Mary Evelyn Tucker
Religion & Ecology
This is a talk that spans 13.8 billion years - from our cosmic origins to our place in the Earth's ecosystem.
The relatively new alliance between religion and ecology is based on the belief that religions are a primary source of values in any culture and the environmental crisis that we face is fundamentally a crisis of values.
Mary Evelyn Tucker is a Senior Lecturer and Research Scholar at Yale University, where she teaches in a joint master's degree program between the Yale School of Forestry and Environmental Studies and the Divinity School and the Department of Religious Studies. She directs the Forum on Religion and Ecology at Yale with her husband, John Grim.
While environmental issues are most frequently viewed through the lens of science, policy, law, and economics, in recent years the moral and spiritual dimensions of this crisis are becoming more visible.
"Our current ecological challenges are such that they require the insights of the world’s religions to awaken moral passion and concern," Tucker says. "And these voices are needed now."

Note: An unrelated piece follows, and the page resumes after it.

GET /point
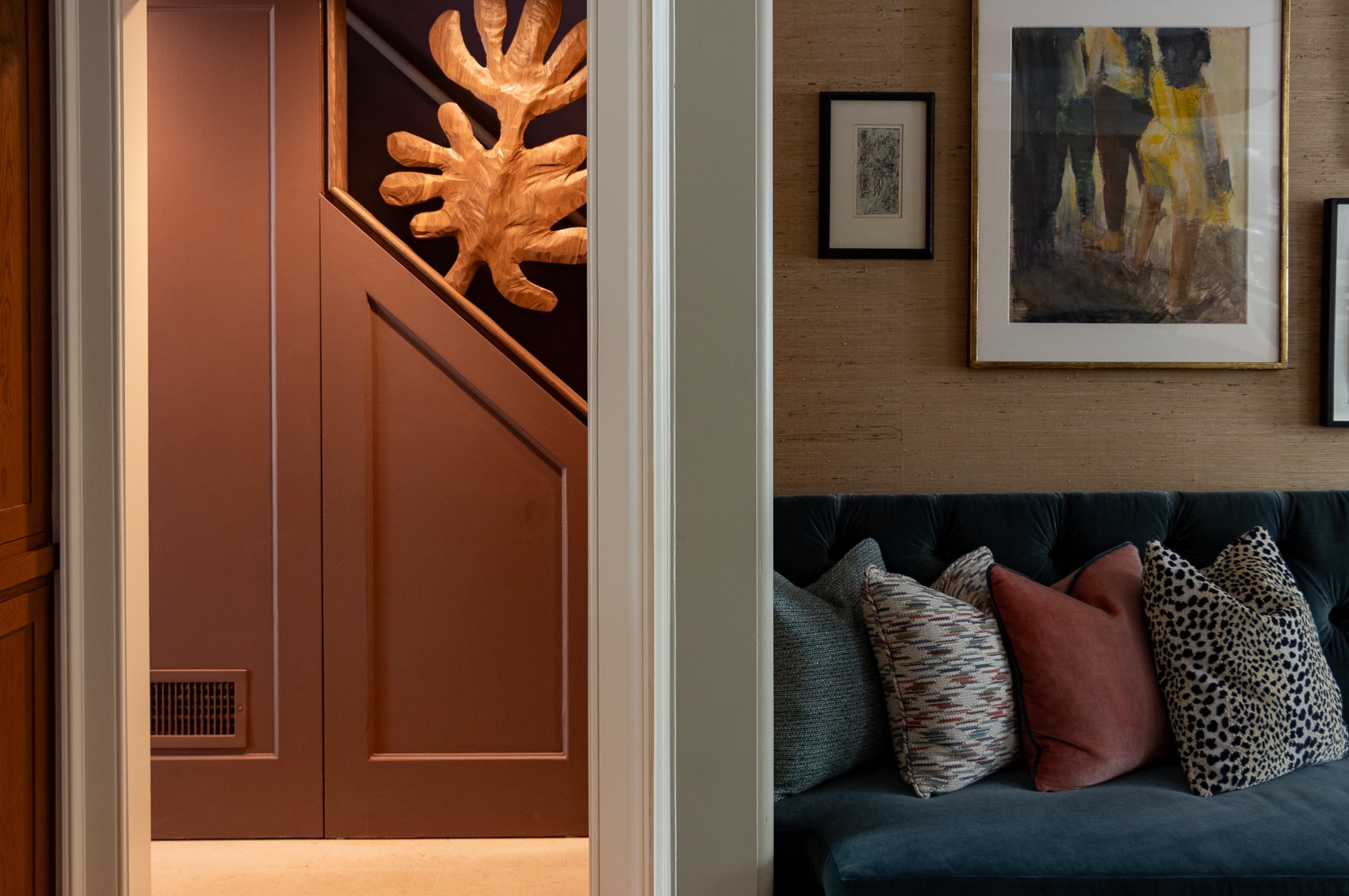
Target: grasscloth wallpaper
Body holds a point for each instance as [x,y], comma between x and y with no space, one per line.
[872,385]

Her concern for the growing environmental crisis, especially in Asia, led her to organize with John Grim a series of ten conferences on World Religions and Ecology at the Center for the Study of World Religions at Harvard (1995-1998). Together they are series editors for the ten volumes from the conferences distributed by Harvard University Press. In this series she co-edited Buddhism and Ecology (Harvard, 1997), Confucianism and Ecology (Harvard, 1998), and Hinduism and Ecology (Harvard, 2000).
After the conference series she and Grim founded the Forum on Religion and Ecology at a culminating conference at the United Nations in 1998.
Books include: Ecology and Religion, John Grim and Mary Evelyn Tucker, Island Press, 2014 / The Emerging Alliance of Religion and Ecology, University of Utah Press, 2014 / Worldly Wonder, Open Court, 2013
Information for this post was taken from numerous sources, including the Emerging Earth Community website.